Now, after the cultural exhibition info session, my impression of Jingyuan is “ancient” and “mysterious.” I’m more aware of the existence of this courtyard than ever before.
Beyond the physical space, the idea of Jingyuan is similar to the idea of the Yenching Academy of PKU. It’s a mixture of Chinese and international elements. Most importantly, it’s a mixture of people. The interaction and communication of people within the space matters a lot.
Q: What role did Jingyuan play in your life on campus?
A: To me, Jingyuan remains “远在天边 近在眼前” (it is so close yet so far). Maybe a lot of other international students feel the same way: it is so close yet so far. We would receive emails from the Yenching Academy of PKU and see pictures of events at Jingyuan from time to time. Jingyuan still feels within reach although we can’t be there physically. Instead, we are experiencing it in a different way. Beyond the physical space, which I haven’t visited in person, Jingyuan to me could be extended into a metaphysical space since I’m still involved in many courses and events taking place at the Yenching Academy of PKU. For example, I still enjoy the great lectures of PKU professors and thought-provoking discussions with my fellow students. So, even though for now I am not at Jingyuan, I am still experiencing it in certain ways.
Q: In three words, how would you describe Jingyuan?
A: I would describe Jingyuan as vicarious; defying space-and-time; and perhaps inspirational (in terms of its history) or thought-provoking (students are challenged to think about China and beyond China.)

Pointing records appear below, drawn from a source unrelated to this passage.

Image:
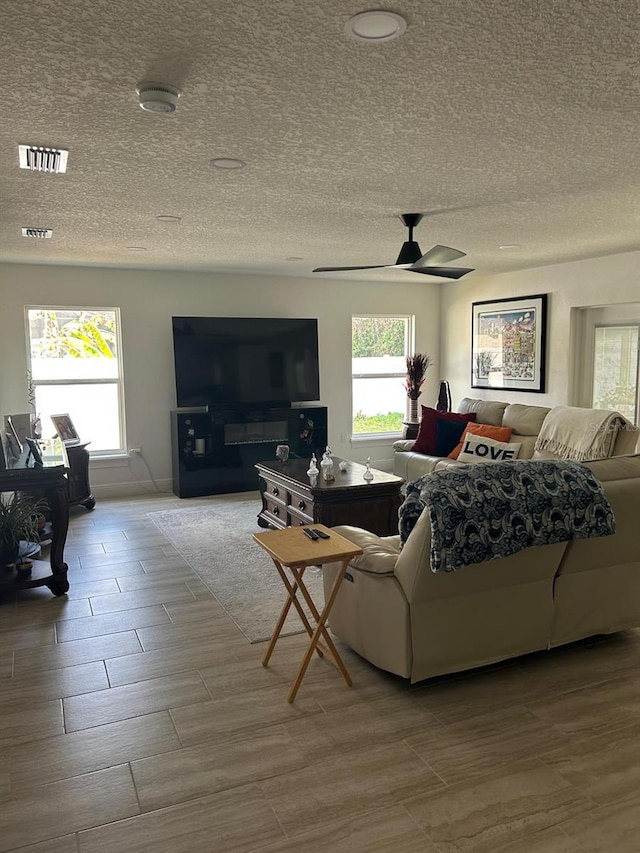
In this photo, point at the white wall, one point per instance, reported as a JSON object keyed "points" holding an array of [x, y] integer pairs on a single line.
{"points": [[148, 300], [600, 281]]}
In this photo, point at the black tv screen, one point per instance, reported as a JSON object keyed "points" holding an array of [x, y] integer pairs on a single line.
{"points": [[245, 360]]}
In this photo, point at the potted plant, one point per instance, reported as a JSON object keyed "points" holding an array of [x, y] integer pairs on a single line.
{"points": [[417, 366], [19, 515]]}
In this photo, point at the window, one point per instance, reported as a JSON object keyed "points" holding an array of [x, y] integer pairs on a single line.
{"points": [[75, 363], [379, 348], [615, 369]]}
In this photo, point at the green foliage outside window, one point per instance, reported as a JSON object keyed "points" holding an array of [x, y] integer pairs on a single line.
{"points": [[391, 422], [79, 334], [378, 336]]}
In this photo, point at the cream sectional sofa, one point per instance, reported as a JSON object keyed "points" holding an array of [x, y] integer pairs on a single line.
{"points": [[404, 618], [524, 421]]}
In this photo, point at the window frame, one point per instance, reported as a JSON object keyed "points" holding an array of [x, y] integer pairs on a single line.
{"points": [[119, 381], [409, 345]]}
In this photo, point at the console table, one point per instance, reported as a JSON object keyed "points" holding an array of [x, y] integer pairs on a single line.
{"points": [[52, 484], [289, 499]]}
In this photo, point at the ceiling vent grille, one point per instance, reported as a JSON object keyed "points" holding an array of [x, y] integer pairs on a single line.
{"points": [[37, 158], [42, 233]]}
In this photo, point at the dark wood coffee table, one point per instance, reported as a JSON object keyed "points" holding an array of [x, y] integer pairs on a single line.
{"points": [[289, 499]]}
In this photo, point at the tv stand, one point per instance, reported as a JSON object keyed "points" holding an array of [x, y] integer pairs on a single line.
{"points": [[215, 451]]}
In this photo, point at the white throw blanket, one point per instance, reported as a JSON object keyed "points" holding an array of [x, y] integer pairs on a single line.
{"points": [[579, 434]]}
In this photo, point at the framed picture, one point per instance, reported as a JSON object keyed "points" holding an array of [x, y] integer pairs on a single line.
{"points": [[34, 452], [65, 429], [508, 344]]}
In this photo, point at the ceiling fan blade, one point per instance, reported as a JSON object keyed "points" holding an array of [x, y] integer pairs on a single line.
{"points": [[346, 269], [440, 255], [445, 272]]}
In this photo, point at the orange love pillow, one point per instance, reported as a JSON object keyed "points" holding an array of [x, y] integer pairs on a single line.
{"points": [[484, 430]]}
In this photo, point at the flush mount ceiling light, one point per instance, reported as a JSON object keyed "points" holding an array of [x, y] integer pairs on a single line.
{"points": [[158, 97], [375, 26], [228, 163], [41, 233], [39, 158]]}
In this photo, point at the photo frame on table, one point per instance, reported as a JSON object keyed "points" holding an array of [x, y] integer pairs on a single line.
{"points": [[65, 429], [508, 344]]}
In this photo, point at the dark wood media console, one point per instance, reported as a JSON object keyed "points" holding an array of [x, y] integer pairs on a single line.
{"points": [[289, 499], [216, 451]]}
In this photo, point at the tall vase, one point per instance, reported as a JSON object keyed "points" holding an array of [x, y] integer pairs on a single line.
{"points": [[413, 409]]}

Because of the pandemic, Jingyuan has turned from a communal space to an abstract space run by time. For me, the online community is defying space and time. The moment I quit my job as a lawyer to join a China-study program, I decided to contribute 100% to it. I made many friends through online activities and I feel happy to know that friendship is not conditional upon the online-offline difference. I don’t think I’m missing out on the Yenching experience as much as I thought.